Tentu saja, ada beberapa keterbatasan dalam penelitian ini, yang mencakup fakta bahwa para peneliti hanya menyuntikkan pupa, dan bukan orang dewasa dewasa, sedangkan tungau memakan kedua tahap.

Meskipun demikian, penelitian ini menyoroti apa yang bisa dan tidak mendorong kehancuran lebah di seluruh dunia - yang sangat penting untuk memahami bagaimana menyelesaikannya.

Singkatnya, mereka menulis, “hasil kami menunjukkan bahwa hubungan yang diketahui antara“ V. destructor ”dan DWV lebih kompleks dari yang diperkirakan sebelumnya.”

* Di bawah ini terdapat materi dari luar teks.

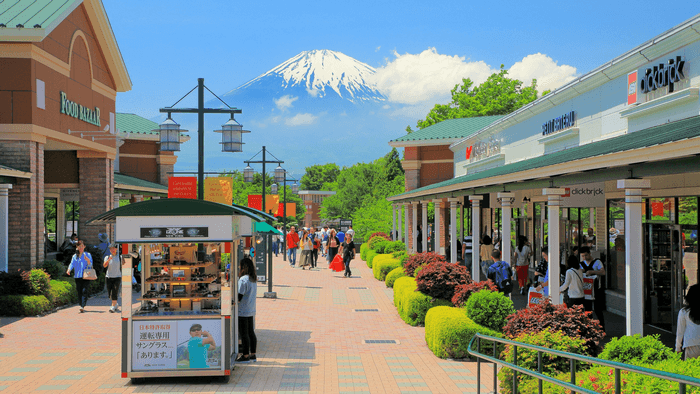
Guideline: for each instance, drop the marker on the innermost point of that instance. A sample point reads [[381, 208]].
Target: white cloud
[[428, 77], [300, 120], [285, 102], [549, 75], [313, 92]]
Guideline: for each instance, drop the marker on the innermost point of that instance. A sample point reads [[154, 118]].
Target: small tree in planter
[[439, 279]]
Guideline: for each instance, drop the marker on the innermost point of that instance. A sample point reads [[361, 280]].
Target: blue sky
[[167, 45]]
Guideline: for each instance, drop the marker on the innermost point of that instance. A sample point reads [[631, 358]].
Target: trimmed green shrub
[[412, 305], [393, 275], [448, 332], [635, 349], [489, 309], [574, 322], [23, 305], [54, 268], [38, 282], [439, 279], [462, 292], [364, 248], [551, 365], [382, 267], [370, 256], [62, 293]]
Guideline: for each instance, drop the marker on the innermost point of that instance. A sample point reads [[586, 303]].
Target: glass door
[[664, 275]]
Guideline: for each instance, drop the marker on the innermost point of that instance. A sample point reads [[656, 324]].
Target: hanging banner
[[182, 187], [218, 189]]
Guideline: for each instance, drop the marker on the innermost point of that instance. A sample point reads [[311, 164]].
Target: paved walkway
[[312, 338]]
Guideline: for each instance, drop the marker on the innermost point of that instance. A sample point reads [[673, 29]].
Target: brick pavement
[[310, 339]]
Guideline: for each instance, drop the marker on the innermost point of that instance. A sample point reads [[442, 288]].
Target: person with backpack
[[501, 273]]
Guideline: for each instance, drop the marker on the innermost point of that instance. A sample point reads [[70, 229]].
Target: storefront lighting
[[169, 135], [231, 136], [248, 174]]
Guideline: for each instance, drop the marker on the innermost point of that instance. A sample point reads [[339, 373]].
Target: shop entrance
[[665, 283]]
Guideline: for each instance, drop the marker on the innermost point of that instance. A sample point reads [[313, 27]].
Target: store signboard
[[587, 195], [182, 187], [174, 232], [219, 189], [173, 344], [70, 195]]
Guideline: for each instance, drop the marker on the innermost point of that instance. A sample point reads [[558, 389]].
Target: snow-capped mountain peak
[[320, 72]]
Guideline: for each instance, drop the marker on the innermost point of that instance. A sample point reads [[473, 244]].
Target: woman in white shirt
[[688, 332], [573, 282]]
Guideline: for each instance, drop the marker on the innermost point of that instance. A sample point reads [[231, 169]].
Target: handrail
[[682, 380]]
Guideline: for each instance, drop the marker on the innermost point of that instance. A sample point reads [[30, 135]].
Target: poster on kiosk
[[182, 321]]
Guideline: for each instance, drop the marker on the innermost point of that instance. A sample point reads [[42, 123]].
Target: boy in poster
[[198, 346]]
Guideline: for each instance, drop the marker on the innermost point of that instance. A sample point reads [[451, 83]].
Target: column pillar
[[438, 207], [476, 240], [424, 224], [453, 230], [414, 226], [4, 225], [634, 265], [405, 212], [393, 222], [506, 200], [553, 204]]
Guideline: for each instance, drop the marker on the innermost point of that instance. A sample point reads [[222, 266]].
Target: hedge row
[[448, 332], [413, 305]]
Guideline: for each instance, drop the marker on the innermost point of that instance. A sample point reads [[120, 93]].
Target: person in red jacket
[[292, 245]]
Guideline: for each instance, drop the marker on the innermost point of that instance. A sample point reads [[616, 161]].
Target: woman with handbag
[[81, 265]]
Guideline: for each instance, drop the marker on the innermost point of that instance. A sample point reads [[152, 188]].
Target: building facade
[[612, 157]]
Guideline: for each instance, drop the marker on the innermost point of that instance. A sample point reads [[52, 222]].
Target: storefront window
[[616, 245]]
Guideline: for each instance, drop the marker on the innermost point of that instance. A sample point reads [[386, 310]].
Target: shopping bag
[[588, 286], [89, 274], [534, 297]]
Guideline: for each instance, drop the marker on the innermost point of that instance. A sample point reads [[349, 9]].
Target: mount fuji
[[317, 107]]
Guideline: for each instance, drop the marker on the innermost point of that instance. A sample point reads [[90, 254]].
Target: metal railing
[[682, 380]]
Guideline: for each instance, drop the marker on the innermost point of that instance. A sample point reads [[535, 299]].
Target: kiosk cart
[[183, 323]]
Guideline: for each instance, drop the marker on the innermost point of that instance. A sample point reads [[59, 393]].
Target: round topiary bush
[[489, 309], [393, 275], [439, 279], [462, 292], [420, 259]]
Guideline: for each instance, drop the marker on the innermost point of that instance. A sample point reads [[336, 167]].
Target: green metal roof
[[38, 14], [450, 128], [669, 132], [131, 123], [132, 181], [172, 207]]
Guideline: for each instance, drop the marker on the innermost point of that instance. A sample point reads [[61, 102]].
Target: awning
[[173, 207], [262, 227]]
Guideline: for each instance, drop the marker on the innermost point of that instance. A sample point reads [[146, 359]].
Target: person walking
[[114, 274], [307, 247], [522, 262], [573, 282], [80, 262], [347, 249], [247, 293], [333, 244], [292, 245], [485, 251], [688, 331]]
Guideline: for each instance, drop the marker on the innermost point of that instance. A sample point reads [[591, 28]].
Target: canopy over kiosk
[[181, 324]]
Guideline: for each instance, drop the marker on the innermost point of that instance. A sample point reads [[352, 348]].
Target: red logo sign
[[182, 187]]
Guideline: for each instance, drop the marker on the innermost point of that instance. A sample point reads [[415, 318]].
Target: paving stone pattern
[[311, 339]]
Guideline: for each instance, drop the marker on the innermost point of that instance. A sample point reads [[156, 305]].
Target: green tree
[[498, 95], [318, 175]]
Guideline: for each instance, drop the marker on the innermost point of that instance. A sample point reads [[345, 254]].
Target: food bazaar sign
[[79, 112]]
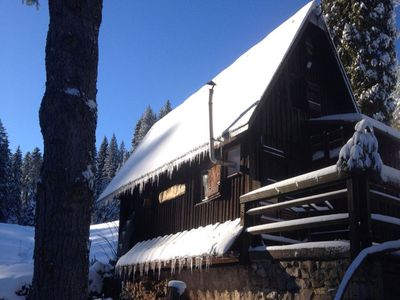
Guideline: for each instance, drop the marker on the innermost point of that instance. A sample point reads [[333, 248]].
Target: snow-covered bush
[[360, 153], [97, 272]]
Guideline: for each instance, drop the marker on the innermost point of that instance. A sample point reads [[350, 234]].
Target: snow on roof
[[355, 117], [182, 135], [214, 240]]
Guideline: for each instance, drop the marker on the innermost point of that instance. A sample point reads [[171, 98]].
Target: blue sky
[[150, 51]]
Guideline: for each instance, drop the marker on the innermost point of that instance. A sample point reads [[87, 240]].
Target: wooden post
[[359, 213], [365, 211], [352, 207], [244, 257]]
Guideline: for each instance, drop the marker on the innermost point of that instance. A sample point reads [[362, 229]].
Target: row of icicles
[[191, 263]]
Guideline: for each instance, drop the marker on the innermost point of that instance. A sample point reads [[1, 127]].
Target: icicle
[[208, 262], [119, 272], [141, 266], [173, 262], [159, 265], [130, 270], [153, 266], [181, 262], [190, 261]]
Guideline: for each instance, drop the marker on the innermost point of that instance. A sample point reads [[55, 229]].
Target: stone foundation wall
[[268, 279]]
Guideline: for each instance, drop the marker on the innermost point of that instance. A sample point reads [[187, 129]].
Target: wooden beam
[[298, 202], [315, 178], [297, 224], [390, 199]]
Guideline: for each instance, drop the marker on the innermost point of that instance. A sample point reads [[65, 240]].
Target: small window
[[172, 193], [233, 155], [210, 181]]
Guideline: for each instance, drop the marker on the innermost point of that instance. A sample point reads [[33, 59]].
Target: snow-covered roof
[[188, 248], [356, 117], [182, 135]]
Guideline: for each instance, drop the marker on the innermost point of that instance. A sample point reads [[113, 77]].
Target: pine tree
[[364, 33], [143, 126], [66, 192], [100, 162], [30, 170], [135, 137], [164, 110], [15, 187], [123, 154], [112, 159], [5, 172]]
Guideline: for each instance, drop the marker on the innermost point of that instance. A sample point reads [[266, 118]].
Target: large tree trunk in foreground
[[68, 119]]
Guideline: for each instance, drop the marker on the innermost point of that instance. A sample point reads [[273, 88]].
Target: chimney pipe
[[213, 159]]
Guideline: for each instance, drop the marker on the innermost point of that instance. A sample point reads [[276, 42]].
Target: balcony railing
[[325, 205]]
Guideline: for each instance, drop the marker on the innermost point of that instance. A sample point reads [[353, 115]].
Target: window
[[172, 193], [233, 155], [209, 182]]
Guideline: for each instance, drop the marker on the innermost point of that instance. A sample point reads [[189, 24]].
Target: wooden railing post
[[365, 212], [354, 217], [359, 213], [246, 238]]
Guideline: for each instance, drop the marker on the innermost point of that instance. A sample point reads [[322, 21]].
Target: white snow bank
[[16, 263], [384, 247], [182, 247], [16, 253], [182, 135]]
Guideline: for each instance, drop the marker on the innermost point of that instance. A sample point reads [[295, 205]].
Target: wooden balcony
[[323, 206]]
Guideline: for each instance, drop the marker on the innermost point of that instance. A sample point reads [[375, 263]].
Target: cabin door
[[273, 164]]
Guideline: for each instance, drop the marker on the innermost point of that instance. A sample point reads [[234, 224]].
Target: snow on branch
[[360, 153]]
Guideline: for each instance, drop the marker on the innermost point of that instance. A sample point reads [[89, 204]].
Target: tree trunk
[[68, 117]]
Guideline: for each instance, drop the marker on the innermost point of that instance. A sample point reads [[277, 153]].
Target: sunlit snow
[[182, 135]]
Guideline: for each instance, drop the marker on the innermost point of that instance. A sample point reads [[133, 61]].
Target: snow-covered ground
[[16, 253]]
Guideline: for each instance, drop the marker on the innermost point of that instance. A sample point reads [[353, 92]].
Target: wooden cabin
[[283, 109]]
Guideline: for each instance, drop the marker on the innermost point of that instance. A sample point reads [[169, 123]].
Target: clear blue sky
[[150, 51]]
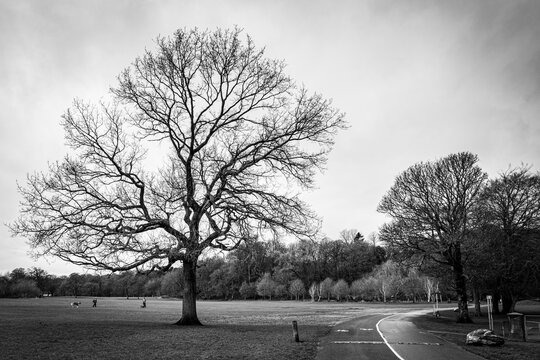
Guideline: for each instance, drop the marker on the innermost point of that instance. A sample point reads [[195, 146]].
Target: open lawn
[[513, 349], [49, 328]]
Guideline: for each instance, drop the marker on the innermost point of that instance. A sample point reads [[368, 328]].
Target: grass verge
[[514, 348]]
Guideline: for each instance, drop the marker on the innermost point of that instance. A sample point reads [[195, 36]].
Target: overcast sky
[[418, 80]]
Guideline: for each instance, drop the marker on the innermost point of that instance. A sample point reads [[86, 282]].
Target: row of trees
[[220, 276], [446, 214], [388, 280]]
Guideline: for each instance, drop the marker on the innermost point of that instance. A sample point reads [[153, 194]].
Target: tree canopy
[[236, 141], [431, 205]]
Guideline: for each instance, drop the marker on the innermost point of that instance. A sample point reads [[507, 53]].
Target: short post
[[521, 323], [295, 331], [490, 309]]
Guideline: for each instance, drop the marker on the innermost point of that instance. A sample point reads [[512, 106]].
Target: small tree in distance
[[325, 288], [297, 288], [239, 140], [266, 286]]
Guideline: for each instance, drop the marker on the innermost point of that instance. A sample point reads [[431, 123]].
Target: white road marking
[[358, 342], [384, 339]]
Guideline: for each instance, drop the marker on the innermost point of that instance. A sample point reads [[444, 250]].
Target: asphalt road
[[388, 336]]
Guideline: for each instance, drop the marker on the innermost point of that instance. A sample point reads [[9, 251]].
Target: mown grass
[[49, 328], [513, 349]]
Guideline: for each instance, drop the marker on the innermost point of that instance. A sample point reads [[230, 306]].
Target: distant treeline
[[344, 269]]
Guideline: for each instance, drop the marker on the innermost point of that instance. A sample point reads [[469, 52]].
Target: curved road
[[387, 336]]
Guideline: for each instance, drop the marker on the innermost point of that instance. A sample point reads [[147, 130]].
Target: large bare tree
[[204, 143], [431, 206], [510, 215]]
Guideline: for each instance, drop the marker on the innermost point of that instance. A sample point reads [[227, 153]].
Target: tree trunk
[[496, 300], [476, 300], [461, 290], [189, 302], [509, 302]]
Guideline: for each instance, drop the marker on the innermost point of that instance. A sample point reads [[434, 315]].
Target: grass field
[[49, 328]]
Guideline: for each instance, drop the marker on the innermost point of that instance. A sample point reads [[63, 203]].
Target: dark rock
[[484, 337]]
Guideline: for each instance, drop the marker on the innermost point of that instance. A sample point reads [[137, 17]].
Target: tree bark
[[476, 300], [496, 300], [189, 304], [461, 290]]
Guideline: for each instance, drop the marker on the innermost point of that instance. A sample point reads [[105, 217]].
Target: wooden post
[[295, 331], [523, 323]]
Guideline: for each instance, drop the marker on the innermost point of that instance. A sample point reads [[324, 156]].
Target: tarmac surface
[[387, 336]]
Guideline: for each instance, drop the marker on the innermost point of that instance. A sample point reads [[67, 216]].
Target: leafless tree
[[241, 141], [431, 205]]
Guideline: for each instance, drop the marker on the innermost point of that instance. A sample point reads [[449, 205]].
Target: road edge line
[[384, 339]]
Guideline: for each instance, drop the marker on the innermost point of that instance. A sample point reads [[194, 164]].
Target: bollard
[[522, 324], [295, 331]]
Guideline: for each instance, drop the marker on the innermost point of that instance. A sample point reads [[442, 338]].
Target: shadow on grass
[[144, 340]]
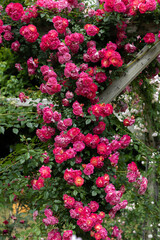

Abstrak: Kedatangan tungau ektoparasit Destruktor Varroa pada lebah madu Barat Apis mellifera melihat perubahan dalam keragaman dan prevalensi virus RNA lebah madu. Satu virus khususnya, virus sayap cacat (DWV) telah menjadi terkait erat dengan V. destructor, membuat banyak orang menyimpulkan itu V. destructor telah mempengaruhi virulensi virus dengan mengubah mode penularan. Sementara DWV biasanya ditularkan melalui makanan dan tinja, V. destructor mentransmisikan virus dengan injeksi langsung. Perubahan ini bisa menghasilkan prevalensi virus yang lebih tinggi yang menyebabkan peningkatan kerusakan pada lebah. Di sini kami menguji efek dari perubahan dalam mode penularan pada posisi dan tingkat virus RNA lebah madu tanpa adanya V. destructor. Kami menemukan peningkatan yang cepat dalam kadar dua virus, virus Sacbrood (SBV) dan virus sel ratu hitam (BQCV) setelah injeksi langsung ekstrak virus ke dalam kepompong lebah madu. Pada pupa yang disuntik dengan DWV tingkat tinggi yang diekstraksi dari lebah dewasa yang bergejala, kadar DWV dengan cepat menurun di hadapan SBV dan BQCV. Lebih lanjut, kami mengamati angka kematian yang tinggi dalam kepompong lebah madu ketika disuntik dengan SBV dan BQCV, sedangkan menyuntikkan kepompong dengan tingkat DWV yang tinggi menghasilkan kelangsungan hidup yang mendekati 100%. Hasil kami menyarankan penjelasan yang berbeda untuk hubungan yang diamati antara V. destructor dan DWV. Dari pada V. destructor menyebabkan peningkatan virulensi DWV, kami berhipotesis bahwa inokulasi virus langsung, seperti yang dimediasi oleh vektor, dengan cepat menghilangkan virus lebah madu yang paling virulen yang mengakibatkan hubungan dengan virus yang kurang virulen seperti DWV. Singkatnya, mereka menulis, “hasil kami menunjukkan bahwa hubungan yang diketahui antara “V. destructor ”dan DWV lebih kompleks dari yang diperkirakan sebelumnya.”